Switching GBIF’s taxonomic backbone to the Catalogue of Life extended release (x-release) (GBIF technical support hour for nodes)

cecsve · October 14, 2024, 10:26am

Join us for the next session of the technical support hour for GBIF nodes on November 6th, 2024, at 4 pm CET (please note we are switching back to standard time), where the topic is “switching GBIF’s taxonomic backbone to the Catalogue of Life extended release (x-release)”.

Catalogue of Life is preparing an extended version of the Catalogue of Life Checklist which integrates additional taxonomic and nomenclatural data sources. This includes recently described species, additional synonyms, as well as other names originating from molecular and sequence registers. In this session, we are joined by Diana Hernández and Camila Plata from COL who will describe the progress and challenges they faced when constructing xrelease. They will also show the provenance of the selected taxonomic data sources and their relevance for closing data gaps to better represent endemic species, synonyms, and less-known taxa.

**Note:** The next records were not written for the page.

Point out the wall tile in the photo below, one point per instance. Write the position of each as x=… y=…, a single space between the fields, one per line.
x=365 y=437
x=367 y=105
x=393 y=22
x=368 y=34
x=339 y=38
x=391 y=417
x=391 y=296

We will be happy to answer any question relating or not to the topic. Please feel free to post questions in advance in this thread or write to helpdesk@gbif.org.

larsgw · October 16, 2024, 10:49am

Is it possible to join this session if I am associated with a node?

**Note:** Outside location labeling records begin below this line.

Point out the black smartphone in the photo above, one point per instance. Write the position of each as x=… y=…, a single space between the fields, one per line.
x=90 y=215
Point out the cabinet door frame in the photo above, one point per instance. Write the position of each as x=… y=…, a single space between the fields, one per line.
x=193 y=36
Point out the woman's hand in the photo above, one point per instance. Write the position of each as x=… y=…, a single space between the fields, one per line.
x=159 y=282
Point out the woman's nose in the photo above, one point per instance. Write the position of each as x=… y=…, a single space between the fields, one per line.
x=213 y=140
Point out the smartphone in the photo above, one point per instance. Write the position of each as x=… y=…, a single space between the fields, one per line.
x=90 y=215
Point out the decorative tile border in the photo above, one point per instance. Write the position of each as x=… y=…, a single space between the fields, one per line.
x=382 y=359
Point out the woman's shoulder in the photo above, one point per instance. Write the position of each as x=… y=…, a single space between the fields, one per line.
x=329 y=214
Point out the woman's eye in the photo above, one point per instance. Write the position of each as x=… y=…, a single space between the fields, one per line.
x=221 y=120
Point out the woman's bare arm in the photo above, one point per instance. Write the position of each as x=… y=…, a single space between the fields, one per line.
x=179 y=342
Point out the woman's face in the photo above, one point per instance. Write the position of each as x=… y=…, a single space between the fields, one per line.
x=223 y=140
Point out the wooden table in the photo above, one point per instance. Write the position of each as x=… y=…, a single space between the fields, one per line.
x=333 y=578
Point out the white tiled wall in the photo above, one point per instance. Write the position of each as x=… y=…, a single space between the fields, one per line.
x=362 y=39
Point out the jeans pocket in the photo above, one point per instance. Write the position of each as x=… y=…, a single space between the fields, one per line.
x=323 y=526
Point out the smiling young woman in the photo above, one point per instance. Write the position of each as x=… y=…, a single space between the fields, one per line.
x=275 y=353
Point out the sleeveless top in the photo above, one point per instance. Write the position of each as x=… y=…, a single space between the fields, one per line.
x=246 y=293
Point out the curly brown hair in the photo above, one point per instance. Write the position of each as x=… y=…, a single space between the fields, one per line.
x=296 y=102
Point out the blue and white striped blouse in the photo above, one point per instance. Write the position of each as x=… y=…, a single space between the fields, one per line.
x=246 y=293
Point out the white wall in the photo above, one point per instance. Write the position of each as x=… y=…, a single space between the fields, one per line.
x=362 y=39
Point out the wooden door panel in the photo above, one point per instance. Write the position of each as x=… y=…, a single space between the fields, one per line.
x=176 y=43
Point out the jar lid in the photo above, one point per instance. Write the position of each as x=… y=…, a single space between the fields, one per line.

cecsve · October 16, 2024, 11:25am

Yes, but we usually leave it to the discretion of the node to invite people associated with them. Could you coordinate with @nl-bif?

larsgw · November 4, 2024, 12:35pm

I see my typo now, I meant to write “not associated”.

cecsve · November 5, 2024, 1:41pm

I see. It is unfortunately not possible to join if you are not affiliated with a node. However, the recording of the presentation will be shared after the session and you are welcome to post any questions you may have here or to helpdesk@gbif.org.

cecsve · November 13, 2024, 11:08am

Here is the video recording for the session: Switching GBIF’s taxonomic backbone to the Catalogue of Life extended release (x-release)

Here is the transcript of the Q&A:

Can associate participants apply for the Metabarcoding Data Programme?

Yes.

If a checklist includes national red list categories, is it included when viewed in Checklistbank?

No, we are not including that data in the xrelease.

How do you manage the differences between higher taxonomy from global checklist and regional/local checklist?

From the red list’s we are adding some names and synonyms or complimentary information that is lacking in COL, but no threatened categories are added. The xrelease is only adding names from family and below. So, we don’t modify the higher classification provided by the global sources

Is there a summary infographic (e.g. a Sankey diagram) that we could share with people to help them understand the xCOL creation process? And a prerelease of infographic up until the final step (building into GBIF) would that be feasible?

COL has not prepared anything yet but will publish one eventually.

AlgaeBase is integrated into WoRMS and WoRMS is a checklist used for the GBIF backbone, but AlgaeBase data is excluded from the checklist shared with GBIF. Why - is it due to copyright?

AlgaeBase has a very clear license and only shares the full dataset with WoRMs. Only genus level is added in the WoRMs checklist to GBIF, not species level.

Could others generate an algae checklist that covers the same information as AlgaeBase and share that as a checklist with GBIF and COL?

You could not download the data from AlgaeBase and share this with GBIF as this is against copyright law. But you could curate your own checklist based on other sources and share this, even though it would look identical or close to identical to information found in AlgaeBase.

Is COL talking with SILVA and PR2 to integrate those resources as checklists? Can others engage with them to include the reference database?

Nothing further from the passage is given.